Kazuo Ishiguro kostet mit dieser Geschichte die Extreme wissenschaftlicher Moral aus, ohne jedoch das Ganze jemals in der Distanz oder gar wertend zu betrachten. Kathys Geschichte berührt, ohne Mitleid zu erwecken und erst nach abgeschlossener Lektüre beginnt man, sich Gedanken über den grösseren Kontext zu machen. Durchgehend spannende Storyline und detaillierte Schilderungen zwischenmenschlicher Beziehungen, die ich so gekonnt in noch keinem anderen Buch erlebt haben, machen die Geschichte zu einem Must. War doch noch ein guter Ersatz für krankheitshalber geplatzten Friseur-Termin, Polyparty und Copélia...

3 Comments:

Blogger Gnu said...

Herr H. hat das Buch auch rezensiert und empfiehlt es sehr.
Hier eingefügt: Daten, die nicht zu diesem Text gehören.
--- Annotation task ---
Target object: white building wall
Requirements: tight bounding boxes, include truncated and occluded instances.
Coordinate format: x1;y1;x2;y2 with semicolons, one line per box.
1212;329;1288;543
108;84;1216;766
Freue mich aufs Lesen!
http://concord.antville.org/stories/1384044/

03 Mai, 2006 19:45  
Blogger Mnemosyna said...

harhar. ich habe zuerst rezensiert, bevor das idol vom gnu, der herr h. nämlich, rezensiert hat *stolz*. aber doch traurig, dass das gnu keine zeit zum lesen hat, wenn man ihm ein buch empfiehlt, aber wenn das idol vom gnu, der herr h. nämlich, das gleiche buch empfiehlt, freut es sich plötzlich aufs lesen... jaja... so siehts aus.

04 Mai, 2006 12:00  
Blogger Gnu said...

Das Gnu muss anmerken, dass es das Buch schon auf Empfehlung der Frau M. lesen wollte!

Immer dem armen Gnu ein schlechtes Gewissen einjagen wollen, jaja, alle immer aufs arme Gnu. Mit dem kann man das ja machen.